The papers are naturally filled with more leadership speculation and deconstruction of the reshuffle fall-out today – the frequently confused Trevor Kavanagh in The Sun and the always potty Melanie Philips in the Mail (who chooses to repeat Iain Dale’s little breakdown meme) in particular have scathing words for a Prime Minister they see as bereft of all authority, commanded by an unelected, shadowy First Secretary of State. (Guido discussed all this in his usual conspiracy buff tenor on Saturday.) The full text of those Mandelson-Draper emails reveals just how much (and, contrary to the Mail’s reports, how sympathetically) the Baron of Foy and Hartlepool understands our Prime Minister; he was undoubtedly instrumental in ensuring that Purnell was left out on his own by Friday morning.
Still, step forward people like Charlie Falconer and Jackie Ashley (is this really the best the rebels can muster?), demanding that Gordon go today – perhaps following what will be a fractious meeting of the Parliamentary Labour Party at 6pm this evening. Because, of course, all of the weekend’s maneuvring has been superceded by yesterday’s atrocious results for Labour: 15% of the national vote, beaten in Scotland by the SNP and, for the first time since 1918, defeated in Wales; wiped out in the South West (in Cornwall coming sixth) and South East (scoring just 8%), losing out across the non-urban Midlands, and seeing their vote collapse in the party’s Northern heartlands, heralding the election of two fascist MEPs. Dismal, dismal stuff.
Renewal is therefore the order of the day, and already last night the left was out in force – Nick Brown talking down the privatisation of Royal Mail, Michael Meecher talking up social housing, and, er, Polly Toynbee being Polly Toynbee. This post at LabourHome refers to ‘redefining our core values’, but I’m not sure that’s what needs doing at all. Bob Piper might be missing the point a bit when he moans that the media are wots causing it, but he’s spot on in this call to arms: whatever the details of policy, going back to core values, back to the party’s roots in an electorate which has abandoned them (and yet who have not sided with the Tories in doing so), is what needs to happen.
It’s not often I agree with Eric Pickles, but when he said on the BBC last night that a vote for the BNP is a sign of disaffection, he was spot on. Back in April 2006, around the time Margaret Hodge courted controversy in speaking candidly about the BNP problem in Barking and Dagenham, I wrote in another place:
It is a denial of the truth in these areas to ignore – and thus fail to combat – the racist motive of BNP voters. Equally, it is a denial of the roots of working class facism simply to ignore people because they are saying things we would rather not hear. You don’t get seven per cent in a poll only from the ‘go out on a Saturday night and kick the Paki’ crowd. You don’t even get it from the types of people who routinely discriminate against non-whites. You get it from, well, the older lady in the shop. This type of seasonal racism is a way for disenfranchised people to explain their misfortunes. It is usually born of ignorance, of course – the BNP’s strongest shot in Birmingham, Kingstanding, has a significantly lower number of non-whites than the city as a whole, which seems to cope with integration quite well, thanks – but, again, that ignorance, whilst uninteresting in itself, tells us something of more lasting importance. It is not often considered that the BNP makes people into racists by pretending to have easy solutions to difficult problems too often swept under the political carpet. The real racists are few in number – remember, a few months ago, BNP support wasn’t showing on the map. These racists can be talked down, weaned away yet again from the same old rumours and knee-jerk assumptions, but only if we understand not just their concerns, but also their racism. (Johann Hari starts to delve into it here, but it’s not all about the Daily Mail being horrid, however much we’d like it to be.)

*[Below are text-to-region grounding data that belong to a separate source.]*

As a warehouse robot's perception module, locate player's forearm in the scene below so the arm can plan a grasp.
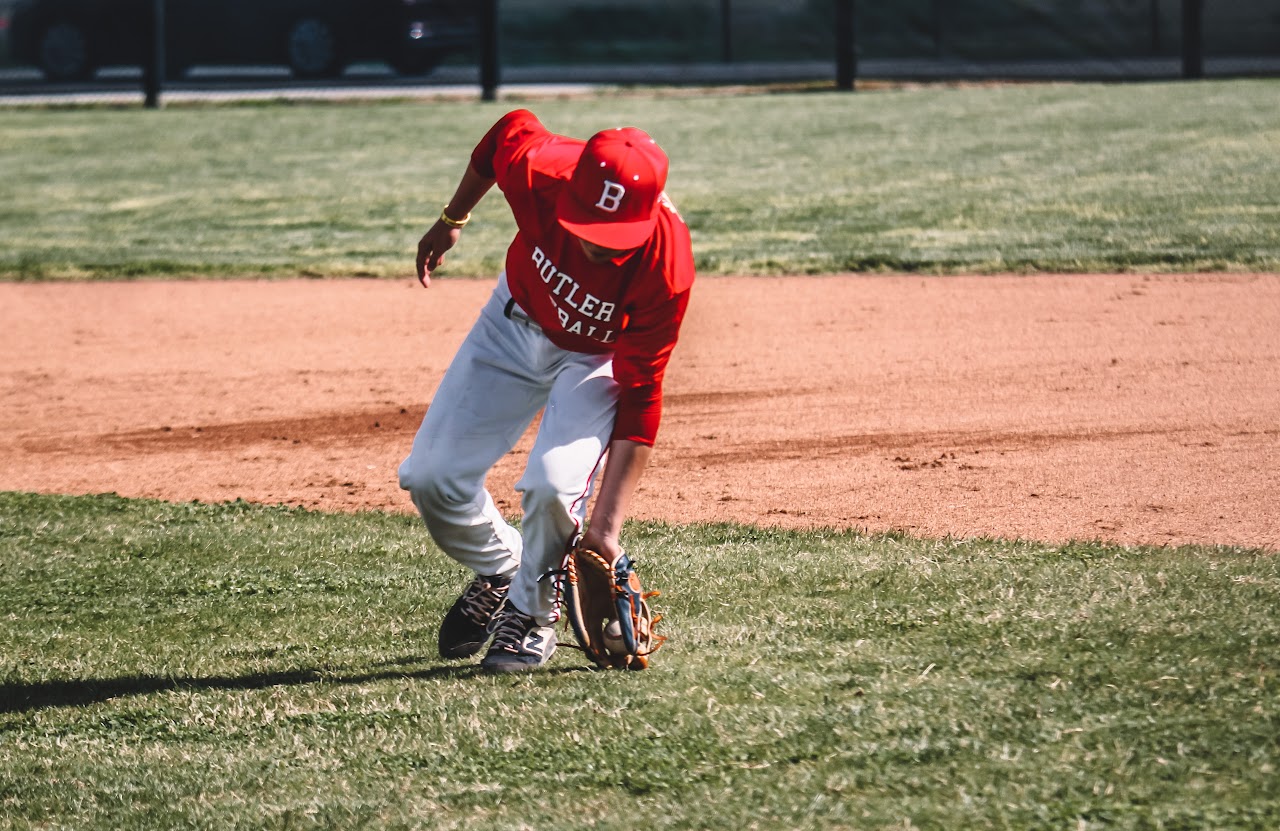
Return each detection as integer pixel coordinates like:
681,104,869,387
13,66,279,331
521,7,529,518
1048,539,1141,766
589,439,653,542
444,164,494,220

This is about race. But it isn’t about the cartoon, simplistic racism that we can easily reject as the purview of skinheads and, er, the BNP. (And which Searchlight et al campaign against well and need more help in doing so.) It’s something else – a soft-headed, certainly ignorant but also predictable attempt by those of us not so fortunate as to type rubbish into a blog to explain how the gap between rich and poor is growing, and no one seems to care.
Most of that, alas is still true: again last night, talking head after talking head lined up to say that BNP voters aren’t racist. This is much too simplistic. Voting for the BNP is incontrovertibly a racist act (as John Austin might have said, by saying something, we do something), but, importantly, a voter can make a racist vote without being in their everyday conceptions a racist. One of the first things the Labour Party could do in returning to their core values is to begin to engage with what makes a non-racist voter feel so disaffected as to cast a racist vote. To deny they have done so is to miss a real opportunity to hit two birds with one stone.